On March 9, the journal Nature Medicine reported progress towards a blood test for preclinical Alzheimer’s disease (AD). The authors of a new study say they have identified blood-based biomarkers that that can predict with > 90% accuracy whether a healthy person will develop mild cognitive impairment (MCI) or Alzheimer’s disease (AD) within three years.
A clinical test based on these findings, if developed, would still be years off. Nonetheless, the article, by Mark Mapstone et al, represents the first known report of blood-based biomarkers for preclinical AD. The research team identified 10 lipids, or fats, that predict disease onset by revealing the breakdown of neural cell membranes. They called their test equal to or greater in accuracy than results obtained from cerebrospinal fluid (CSF) sampling, with the added benefit that blood is easier and less costly to sample—and considerably less painful for patients--than CSF fluid. The study ruled out the APOE4 gene as a significant predictive factor.

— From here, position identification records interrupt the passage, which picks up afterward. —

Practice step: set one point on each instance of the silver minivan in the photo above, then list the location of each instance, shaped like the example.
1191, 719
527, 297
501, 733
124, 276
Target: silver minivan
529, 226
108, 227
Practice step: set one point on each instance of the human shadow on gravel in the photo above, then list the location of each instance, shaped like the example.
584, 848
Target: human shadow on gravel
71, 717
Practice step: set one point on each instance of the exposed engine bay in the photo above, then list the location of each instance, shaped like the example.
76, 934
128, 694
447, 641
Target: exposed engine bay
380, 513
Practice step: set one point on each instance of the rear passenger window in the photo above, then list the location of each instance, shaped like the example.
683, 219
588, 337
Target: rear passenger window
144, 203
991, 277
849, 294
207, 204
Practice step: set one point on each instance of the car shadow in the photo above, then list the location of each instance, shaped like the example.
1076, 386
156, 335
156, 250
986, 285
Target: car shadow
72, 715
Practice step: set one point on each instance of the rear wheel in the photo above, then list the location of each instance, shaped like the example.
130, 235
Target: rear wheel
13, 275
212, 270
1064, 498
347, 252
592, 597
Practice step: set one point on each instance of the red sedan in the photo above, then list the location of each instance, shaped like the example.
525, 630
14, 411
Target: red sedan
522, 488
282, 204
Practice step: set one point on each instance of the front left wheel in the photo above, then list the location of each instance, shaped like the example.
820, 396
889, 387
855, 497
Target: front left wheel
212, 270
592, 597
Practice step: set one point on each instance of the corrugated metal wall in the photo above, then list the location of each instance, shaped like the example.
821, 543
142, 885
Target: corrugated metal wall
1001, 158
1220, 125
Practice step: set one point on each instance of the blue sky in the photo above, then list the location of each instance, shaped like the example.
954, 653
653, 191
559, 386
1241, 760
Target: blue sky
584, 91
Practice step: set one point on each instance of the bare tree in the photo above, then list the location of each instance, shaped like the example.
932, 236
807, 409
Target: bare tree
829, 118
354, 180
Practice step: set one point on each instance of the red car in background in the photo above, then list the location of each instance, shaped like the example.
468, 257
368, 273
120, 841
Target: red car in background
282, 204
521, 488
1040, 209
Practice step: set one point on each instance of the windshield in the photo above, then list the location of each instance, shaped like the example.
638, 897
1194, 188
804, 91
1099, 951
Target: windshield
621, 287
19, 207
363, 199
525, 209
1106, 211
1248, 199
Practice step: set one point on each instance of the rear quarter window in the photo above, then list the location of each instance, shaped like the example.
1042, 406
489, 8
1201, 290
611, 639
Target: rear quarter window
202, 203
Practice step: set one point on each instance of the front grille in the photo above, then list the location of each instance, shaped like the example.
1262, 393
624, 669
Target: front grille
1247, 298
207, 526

The discovery came midway through a five-year Georgetown Medical Center study enrolling 525 healthy participants aged 70 and older whose blood was tested on entry and at various points throughout. Over five years, 74 participants met the criteria for either mild AD or a condition known as amnestic mild cognitive impairment (aMCI), in which memory loss is prominent.
The study’s third year included a lipid biomarker discovery phase matching 53 participants with cognitively normal controls. In that phase, the lipid panel was identified, validated, and found capable of distinguishing with 90% or better accuracy both cognitively normal participants who would progress to MCI or AD within two to three years, as well as those who would remain normal.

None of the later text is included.